What stroke me about the footage was the number of people who stood by and watched while this bully of a man used his physical strength to threaten a safety of a woman and young children. 

While we were still reeling from the shock of those who broke their necks to justify the man's actions, a story broke about a quantum taxi that has been doing rounds in the Soweto township and areas surrounding the Johannesburg CBD prowling on women who rely on public transport. I could easily be one of these women. Gathering from the stories how some of the women had been picked up and the manner which they came across this taxi with three men and one woman it's shocking to imagine just how close many black women are close to this violence.  

It might as well just been me on a normal day flagging down a taxi in Soweto or around the Johannesburg CBC. As the horrific stories from the women go, the taxi would stop when a female would be passenger mentions unaware that the other supposedly passengers are rapists and one woman in on the act. The female in the taxi would then suddenly get off at a nearby stop.  This is where the nightmare would being for unsuspecting victims. They would be raped and robbed by the men. 

One mother endured a 4 hour ordeal in front of her son. I realise I am blocking a lot of information from the descriptions I've heard over the radio during the course of Thursday. Incidents of rape and violence over black female bodies in South Africa leave me feeling helpless and numb. I realise with the latest incidents of rape on wheels that most of us exist around sexual violence and indeed very close to these types of dangers. The likelihood of being either one of these victims in both instances is striking. As someone who spends a lot of time between taxi ranks and walking in the CBD, like most working class women, it had always scared me how black men feel so entitled to a black woman's body. I will say it again, black men feel like they are entitled to black female's bodies. It has long passed epidemic proportions in South Africa. Being grabbed without your permission and the occasional groping is all too common in public place. 

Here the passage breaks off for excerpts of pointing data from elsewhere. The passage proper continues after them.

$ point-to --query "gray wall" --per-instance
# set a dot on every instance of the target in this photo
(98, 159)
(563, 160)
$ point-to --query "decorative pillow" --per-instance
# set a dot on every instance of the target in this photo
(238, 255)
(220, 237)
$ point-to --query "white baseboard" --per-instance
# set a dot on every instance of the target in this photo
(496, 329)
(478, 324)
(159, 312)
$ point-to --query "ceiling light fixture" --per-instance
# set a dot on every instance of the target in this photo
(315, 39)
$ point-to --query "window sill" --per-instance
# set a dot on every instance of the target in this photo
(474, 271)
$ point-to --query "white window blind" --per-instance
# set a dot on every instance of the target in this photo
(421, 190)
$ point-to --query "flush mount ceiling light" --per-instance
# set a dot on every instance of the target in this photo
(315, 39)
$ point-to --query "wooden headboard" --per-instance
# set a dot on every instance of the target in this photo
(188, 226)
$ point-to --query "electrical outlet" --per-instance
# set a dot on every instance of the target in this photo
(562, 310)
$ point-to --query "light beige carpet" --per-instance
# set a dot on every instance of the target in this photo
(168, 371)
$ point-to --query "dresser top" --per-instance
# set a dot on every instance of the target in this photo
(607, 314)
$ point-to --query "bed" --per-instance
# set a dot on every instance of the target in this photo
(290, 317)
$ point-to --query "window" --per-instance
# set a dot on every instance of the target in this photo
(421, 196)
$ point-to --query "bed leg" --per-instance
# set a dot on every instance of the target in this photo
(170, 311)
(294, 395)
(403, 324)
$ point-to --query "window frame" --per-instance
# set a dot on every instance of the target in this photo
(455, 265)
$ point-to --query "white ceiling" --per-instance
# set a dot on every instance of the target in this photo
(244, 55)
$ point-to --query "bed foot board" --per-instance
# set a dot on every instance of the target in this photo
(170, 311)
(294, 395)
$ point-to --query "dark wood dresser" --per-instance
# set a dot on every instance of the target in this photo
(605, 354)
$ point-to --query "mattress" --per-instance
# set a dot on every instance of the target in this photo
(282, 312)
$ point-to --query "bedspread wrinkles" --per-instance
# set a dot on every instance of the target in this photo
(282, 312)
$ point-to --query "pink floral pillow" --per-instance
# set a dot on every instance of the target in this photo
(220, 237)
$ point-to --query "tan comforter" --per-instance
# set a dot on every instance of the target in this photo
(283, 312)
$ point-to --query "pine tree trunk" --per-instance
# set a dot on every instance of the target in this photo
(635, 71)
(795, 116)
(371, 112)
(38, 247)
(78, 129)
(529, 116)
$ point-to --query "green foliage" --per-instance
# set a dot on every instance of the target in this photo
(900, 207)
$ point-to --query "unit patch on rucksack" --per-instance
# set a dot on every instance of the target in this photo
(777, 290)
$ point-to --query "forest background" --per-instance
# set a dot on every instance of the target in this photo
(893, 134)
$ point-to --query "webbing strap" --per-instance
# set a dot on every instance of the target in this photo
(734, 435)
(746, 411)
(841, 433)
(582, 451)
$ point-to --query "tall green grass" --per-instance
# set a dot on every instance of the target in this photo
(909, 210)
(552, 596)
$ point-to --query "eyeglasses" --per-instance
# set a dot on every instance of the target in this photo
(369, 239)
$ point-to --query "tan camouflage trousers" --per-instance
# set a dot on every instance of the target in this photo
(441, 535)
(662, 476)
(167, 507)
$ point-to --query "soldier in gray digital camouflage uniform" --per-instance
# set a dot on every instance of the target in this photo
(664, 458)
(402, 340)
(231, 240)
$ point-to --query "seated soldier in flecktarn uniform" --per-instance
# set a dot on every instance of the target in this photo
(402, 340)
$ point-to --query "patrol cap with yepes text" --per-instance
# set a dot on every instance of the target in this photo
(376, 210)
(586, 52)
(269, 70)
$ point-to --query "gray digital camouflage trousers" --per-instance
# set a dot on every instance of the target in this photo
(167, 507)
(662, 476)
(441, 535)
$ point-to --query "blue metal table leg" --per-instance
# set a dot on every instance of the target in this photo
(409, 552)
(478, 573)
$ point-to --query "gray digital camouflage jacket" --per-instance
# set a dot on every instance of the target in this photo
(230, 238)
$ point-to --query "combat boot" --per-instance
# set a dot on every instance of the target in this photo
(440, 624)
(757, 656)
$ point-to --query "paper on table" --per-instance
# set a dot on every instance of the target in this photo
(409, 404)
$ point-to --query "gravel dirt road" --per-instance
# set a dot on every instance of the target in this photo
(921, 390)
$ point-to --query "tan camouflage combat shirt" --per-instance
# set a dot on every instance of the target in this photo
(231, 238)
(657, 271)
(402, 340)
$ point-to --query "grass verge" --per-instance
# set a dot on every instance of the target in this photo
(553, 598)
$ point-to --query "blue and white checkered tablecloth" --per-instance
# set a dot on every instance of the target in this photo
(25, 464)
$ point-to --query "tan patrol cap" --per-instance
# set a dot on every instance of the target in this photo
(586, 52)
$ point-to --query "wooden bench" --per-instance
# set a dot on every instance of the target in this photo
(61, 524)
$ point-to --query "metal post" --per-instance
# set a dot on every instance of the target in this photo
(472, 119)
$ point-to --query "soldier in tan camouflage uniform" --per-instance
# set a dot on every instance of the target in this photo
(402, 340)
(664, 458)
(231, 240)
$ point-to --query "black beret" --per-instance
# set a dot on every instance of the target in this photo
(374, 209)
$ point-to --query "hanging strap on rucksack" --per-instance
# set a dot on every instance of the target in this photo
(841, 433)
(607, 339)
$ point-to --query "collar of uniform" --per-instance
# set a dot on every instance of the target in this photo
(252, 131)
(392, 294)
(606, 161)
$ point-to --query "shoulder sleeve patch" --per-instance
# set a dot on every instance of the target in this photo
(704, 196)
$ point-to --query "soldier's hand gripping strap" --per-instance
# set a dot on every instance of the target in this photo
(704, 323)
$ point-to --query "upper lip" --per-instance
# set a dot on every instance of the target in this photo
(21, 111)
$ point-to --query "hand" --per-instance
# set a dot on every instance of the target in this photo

One day was I was in a taxi from Midrand to Pretoria, I sat next to a man who was touching me. I spent half of the journey swatting him away until a guy sitting the other side asked me if I would like to change seats with him. It is rare to find a man willing to stand up for a woman he doesn't know. Usually its just a black woman on her own. Black men do not speak out against themselves. Even our own government has still not made a fight against rape a priority. This doesn't surprise me much because we have men in government who themselves are culprits and feel like they have rights to abuse women.